Danimer made PHA bioplastics under the Nodax trade name. Applications for the material included plastic cutlery, straws, fibers, filaments, films, hot-melt adhesives and injection molded items.
As recently as 2021, Danimer acquired fellow bioplastics maker Novomer for $152 million and announced plans for a $700 million expansion in Bainbridge.
On March 14, Danimer filed a WARN notice indicating it would be closing its manufacturing plant in Bainbridge and lay off all 82 employees there. Forty of those job cuts took place on that date.
Danimer also "is experiencing an unprecedented shortage of liquidity, and [its] cash position is critically low," officials said in the notice. This situation "has resulted in [Danimer] failing to make certain payments on its existing debt obligations and has inhibited [its] ability to continue as a going concern."
"Absent a significant change in circumstances or development, [Danimer] expects to imminently cease operations, including those at the Bainbridge facilities," they added. "The closures are expected to be permanent."
In December, the firm obtained short-term financing to provide time to seek a potential third-party purchaser. Since then, officials said Danimer "has aggressively marketed itself…and explored numerous different transaction structures, including direct investments."
In spite of those efforts, officials said Danimer "received only one indication of interest…which was conditioned on the confirmation and launch of a key customer relationship to supply cutlery to a large quick service restaurant chain."
That interest led Danimer to believe it was making progress towards a definitive contract with the customer.
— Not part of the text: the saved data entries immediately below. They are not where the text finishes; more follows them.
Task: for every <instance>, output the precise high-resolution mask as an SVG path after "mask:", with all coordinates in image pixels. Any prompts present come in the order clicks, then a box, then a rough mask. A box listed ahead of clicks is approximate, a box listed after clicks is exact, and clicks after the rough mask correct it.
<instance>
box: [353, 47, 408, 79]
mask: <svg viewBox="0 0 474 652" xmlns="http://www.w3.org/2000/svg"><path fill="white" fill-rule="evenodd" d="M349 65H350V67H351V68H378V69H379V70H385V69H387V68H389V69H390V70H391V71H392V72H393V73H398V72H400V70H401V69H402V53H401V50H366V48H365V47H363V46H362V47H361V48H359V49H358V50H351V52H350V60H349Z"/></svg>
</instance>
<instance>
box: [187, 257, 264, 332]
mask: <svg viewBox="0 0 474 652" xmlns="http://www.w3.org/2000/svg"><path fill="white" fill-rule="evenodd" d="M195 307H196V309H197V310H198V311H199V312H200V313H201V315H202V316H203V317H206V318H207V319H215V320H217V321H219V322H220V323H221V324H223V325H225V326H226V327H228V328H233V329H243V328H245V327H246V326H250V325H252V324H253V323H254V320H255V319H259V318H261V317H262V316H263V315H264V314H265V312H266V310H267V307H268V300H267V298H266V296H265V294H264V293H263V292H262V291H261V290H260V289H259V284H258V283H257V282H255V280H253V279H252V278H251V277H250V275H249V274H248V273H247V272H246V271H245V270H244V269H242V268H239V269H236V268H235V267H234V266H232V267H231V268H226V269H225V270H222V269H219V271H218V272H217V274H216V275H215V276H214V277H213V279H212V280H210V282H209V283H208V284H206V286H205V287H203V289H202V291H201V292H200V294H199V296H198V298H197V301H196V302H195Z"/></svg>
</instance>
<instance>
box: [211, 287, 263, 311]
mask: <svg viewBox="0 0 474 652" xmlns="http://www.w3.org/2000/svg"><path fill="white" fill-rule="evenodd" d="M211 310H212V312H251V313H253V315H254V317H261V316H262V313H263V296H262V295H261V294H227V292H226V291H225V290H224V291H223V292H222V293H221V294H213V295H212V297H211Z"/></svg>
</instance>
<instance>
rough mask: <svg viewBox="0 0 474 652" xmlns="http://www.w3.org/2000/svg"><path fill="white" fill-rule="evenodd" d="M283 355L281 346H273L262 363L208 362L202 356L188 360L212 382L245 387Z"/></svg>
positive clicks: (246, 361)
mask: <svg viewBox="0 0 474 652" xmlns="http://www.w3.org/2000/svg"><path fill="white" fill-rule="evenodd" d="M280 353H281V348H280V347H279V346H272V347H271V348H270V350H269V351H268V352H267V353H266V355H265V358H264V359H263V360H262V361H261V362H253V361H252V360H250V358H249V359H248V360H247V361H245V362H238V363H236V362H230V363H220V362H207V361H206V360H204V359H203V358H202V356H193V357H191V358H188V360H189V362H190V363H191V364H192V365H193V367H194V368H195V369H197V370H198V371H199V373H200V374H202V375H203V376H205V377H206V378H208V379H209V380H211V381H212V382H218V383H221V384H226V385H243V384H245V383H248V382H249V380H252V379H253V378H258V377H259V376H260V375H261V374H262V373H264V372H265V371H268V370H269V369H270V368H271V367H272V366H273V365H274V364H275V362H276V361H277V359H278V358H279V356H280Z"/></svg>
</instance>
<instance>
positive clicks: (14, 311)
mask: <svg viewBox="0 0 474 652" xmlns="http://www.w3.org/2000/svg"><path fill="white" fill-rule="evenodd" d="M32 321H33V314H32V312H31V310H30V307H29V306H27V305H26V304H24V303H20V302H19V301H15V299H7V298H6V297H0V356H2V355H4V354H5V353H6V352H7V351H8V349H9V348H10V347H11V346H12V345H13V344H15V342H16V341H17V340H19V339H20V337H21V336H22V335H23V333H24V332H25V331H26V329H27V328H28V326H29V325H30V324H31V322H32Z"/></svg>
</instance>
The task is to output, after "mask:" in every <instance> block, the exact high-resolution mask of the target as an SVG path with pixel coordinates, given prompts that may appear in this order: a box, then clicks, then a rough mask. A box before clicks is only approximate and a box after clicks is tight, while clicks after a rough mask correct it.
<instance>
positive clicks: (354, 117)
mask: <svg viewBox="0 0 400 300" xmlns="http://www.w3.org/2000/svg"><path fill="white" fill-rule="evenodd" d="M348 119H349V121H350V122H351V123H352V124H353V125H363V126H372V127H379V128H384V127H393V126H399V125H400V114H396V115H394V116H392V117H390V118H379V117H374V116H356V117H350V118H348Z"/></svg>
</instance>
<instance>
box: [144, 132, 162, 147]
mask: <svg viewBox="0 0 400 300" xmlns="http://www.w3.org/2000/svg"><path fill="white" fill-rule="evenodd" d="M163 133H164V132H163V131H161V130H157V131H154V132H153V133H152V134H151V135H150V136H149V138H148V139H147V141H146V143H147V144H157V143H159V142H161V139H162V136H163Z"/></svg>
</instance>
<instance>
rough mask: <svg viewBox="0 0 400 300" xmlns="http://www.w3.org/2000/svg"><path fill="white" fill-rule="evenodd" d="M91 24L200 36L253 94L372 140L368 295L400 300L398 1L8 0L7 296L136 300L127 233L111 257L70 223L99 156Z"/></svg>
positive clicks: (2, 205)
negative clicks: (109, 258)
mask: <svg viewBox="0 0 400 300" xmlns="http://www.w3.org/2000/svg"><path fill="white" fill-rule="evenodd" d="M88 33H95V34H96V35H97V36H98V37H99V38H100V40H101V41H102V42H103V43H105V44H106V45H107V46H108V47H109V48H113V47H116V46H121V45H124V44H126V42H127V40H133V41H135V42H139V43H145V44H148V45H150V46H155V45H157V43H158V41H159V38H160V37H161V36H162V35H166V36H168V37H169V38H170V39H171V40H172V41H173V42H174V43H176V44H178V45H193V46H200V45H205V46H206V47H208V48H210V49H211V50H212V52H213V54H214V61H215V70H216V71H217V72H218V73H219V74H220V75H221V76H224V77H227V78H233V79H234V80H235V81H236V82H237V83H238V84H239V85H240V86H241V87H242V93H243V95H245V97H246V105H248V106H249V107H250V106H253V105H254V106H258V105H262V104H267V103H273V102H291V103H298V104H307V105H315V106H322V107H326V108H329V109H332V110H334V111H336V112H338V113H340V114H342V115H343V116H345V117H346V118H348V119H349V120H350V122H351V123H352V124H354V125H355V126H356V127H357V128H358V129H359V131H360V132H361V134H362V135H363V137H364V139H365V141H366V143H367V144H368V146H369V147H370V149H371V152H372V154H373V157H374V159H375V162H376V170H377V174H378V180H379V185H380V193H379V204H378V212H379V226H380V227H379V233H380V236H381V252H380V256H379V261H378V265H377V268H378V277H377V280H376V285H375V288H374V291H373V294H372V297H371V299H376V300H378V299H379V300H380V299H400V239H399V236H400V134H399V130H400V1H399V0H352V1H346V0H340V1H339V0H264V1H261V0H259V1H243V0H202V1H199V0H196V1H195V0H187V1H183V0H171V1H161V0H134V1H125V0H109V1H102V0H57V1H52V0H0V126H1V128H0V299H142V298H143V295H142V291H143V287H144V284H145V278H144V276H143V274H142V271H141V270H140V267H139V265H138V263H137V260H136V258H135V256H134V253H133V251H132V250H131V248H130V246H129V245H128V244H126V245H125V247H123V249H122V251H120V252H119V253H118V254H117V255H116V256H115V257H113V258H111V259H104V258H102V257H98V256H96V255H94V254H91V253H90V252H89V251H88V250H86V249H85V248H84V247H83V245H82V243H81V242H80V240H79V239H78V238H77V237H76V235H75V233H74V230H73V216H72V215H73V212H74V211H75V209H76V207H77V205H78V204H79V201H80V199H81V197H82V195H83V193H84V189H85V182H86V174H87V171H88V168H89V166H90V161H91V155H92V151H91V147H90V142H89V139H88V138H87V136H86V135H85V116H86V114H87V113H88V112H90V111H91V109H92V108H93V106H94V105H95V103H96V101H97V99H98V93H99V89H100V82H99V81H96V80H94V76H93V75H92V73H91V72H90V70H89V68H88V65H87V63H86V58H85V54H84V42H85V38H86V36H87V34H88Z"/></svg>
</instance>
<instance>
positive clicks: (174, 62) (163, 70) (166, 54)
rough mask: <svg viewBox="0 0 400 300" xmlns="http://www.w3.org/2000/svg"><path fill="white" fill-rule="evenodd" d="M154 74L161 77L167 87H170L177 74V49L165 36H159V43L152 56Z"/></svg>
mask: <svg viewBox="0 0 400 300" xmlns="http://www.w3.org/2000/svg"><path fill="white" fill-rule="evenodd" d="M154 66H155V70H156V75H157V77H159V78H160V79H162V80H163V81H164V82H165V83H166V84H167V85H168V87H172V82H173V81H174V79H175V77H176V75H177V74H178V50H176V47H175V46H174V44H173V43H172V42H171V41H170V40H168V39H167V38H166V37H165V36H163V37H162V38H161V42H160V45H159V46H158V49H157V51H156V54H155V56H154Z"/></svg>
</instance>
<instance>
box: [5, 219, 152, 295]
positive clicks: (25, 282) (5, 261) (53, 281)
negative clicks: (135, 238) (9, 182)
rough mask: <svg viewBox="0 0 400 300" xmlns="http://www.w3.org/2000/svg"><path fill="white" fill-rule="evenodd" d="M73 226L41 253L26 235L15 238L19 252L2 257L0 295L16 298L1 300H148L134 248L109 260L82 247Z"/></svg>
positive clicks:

Unfortunately, the customer recently informed the firm that it would not be able to establish the relationship required by the third-party investor. The customer also revised its guidance "significantly downwards" with respect to the expected volumes of product that would be ordered.
Officials said the inability to find new investors "has made it impossible to secure going-concern funding from [Danimer's] lenders or from the only third-party investor [the firm] was able to identify."